Thinking for ourselves
Duggan’s Dangerous Division
By Shea Howell
March 21, 2015
Detroit Mayor Duggan is playing a dangerous game. He is fostering division and divisiveness. He decided to continue aggressive water shut offs. He made this decision in spite of the international outcry against this inhuman practice and the opposition of public health leaders and community organizations. He has been unmoved by court testimony demanding a halt to the shut offs. He has refused to discuss the Water Affordability Plan that would charge a percentage of income to support the infrastructure while making water accessible to all. He has not acknowledged the recent congressional hearings where Water Affordability proponents explained how it would keep both water and revenue flowing.
Instead of dealing with this human disaster of his own making, the Mayor decided to put his faith in corrosive public relations ploys. This strategy is an age-old tactic to down play the extent of the problem by creating false divisions. He is labeling some 8,000 of the nearly 40,000 homes slated for shut off as “thieves.” In other words, people who had the audacity to turn their water back on will be labeled criminal. Their valve boxes will be dug up to further punish them and they will be charged more than $2000 to get reconnected. The Mayor thinks that such labeling removes any obligation to acknowledge people as full human beings or to protect their human rights.
People who cannot afford to pay their bills are not likely to afford thousands more to become reconnected. Most likely this tactic will lead to more abandoned homes for the Mayor’s blight task force to knock down.
This kind of criminal labeling is an effort to turn people against one another. It is dangerous and indefensible. It encourages public values of shame and blame at the very time when we should be finding ways to be compassionate and supportive.
This strategy reveals a crass disregard for the people of Detroit, especially if we are poor. It is an effort to call upon on the worst instincts of people. It is a deliberate effort to reinforce racist attitudes to justify an abusive policy.
In order to manipulate public perception and diminish the outrage at the nearly 40,000 impending shut offs, the Mayor is encouraging anger and indifference toward others.
This will not work. Most people know that resistance to injustice is essential for progress. Those who support unjust laws are the real criminals. Every progressive advance in this country has depended on people willing to respond to a law higher than those instituted to protect profit and privilege. The values of respect for one another, resistance to dehumanization and sharing of resources evident in communities where people are sharing water and resources are the values we need for the future.
These water shut offs are unjust. They violate human rights. They were instituted to placate banks and the worst of suburban racist perceptions. Respect for humanity, for the earth, and for our common life demands resistance to them.
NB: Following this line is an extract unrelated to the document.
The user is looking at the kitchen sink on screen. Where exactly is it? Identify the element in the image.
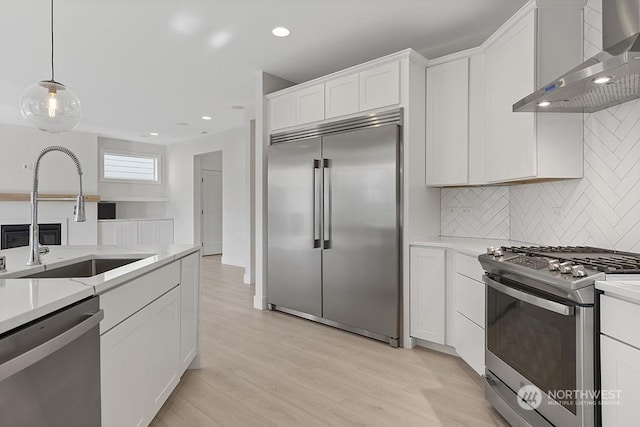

The Mayor cannot hide behind public relations ploys. His 10 point plan to solve the crisis is an obvious failure. Thousands face shut offs. This plan was doomed from the start. There was never enough money to cover all of the outstanding bills and the process of “eligibility” was ineffective. It was a public relations stunt to evade a deep structural problem. At the time the plan was launched critics asked what would happen when people fell behind again? Now according to Deputy Director Darryl Latimer, an undisclosed number of the 25,000 homes currently in payment plans are in default. He said he doesn’t know the exact number.
We in Detroit have the opportunity to create a city based on values of respect and care for one another. A real water affordability plan is central to this. As beloved community activist Charity Hicks said after being jailed for trying to warn her neighbors of shut offs, it is time to “wage love.”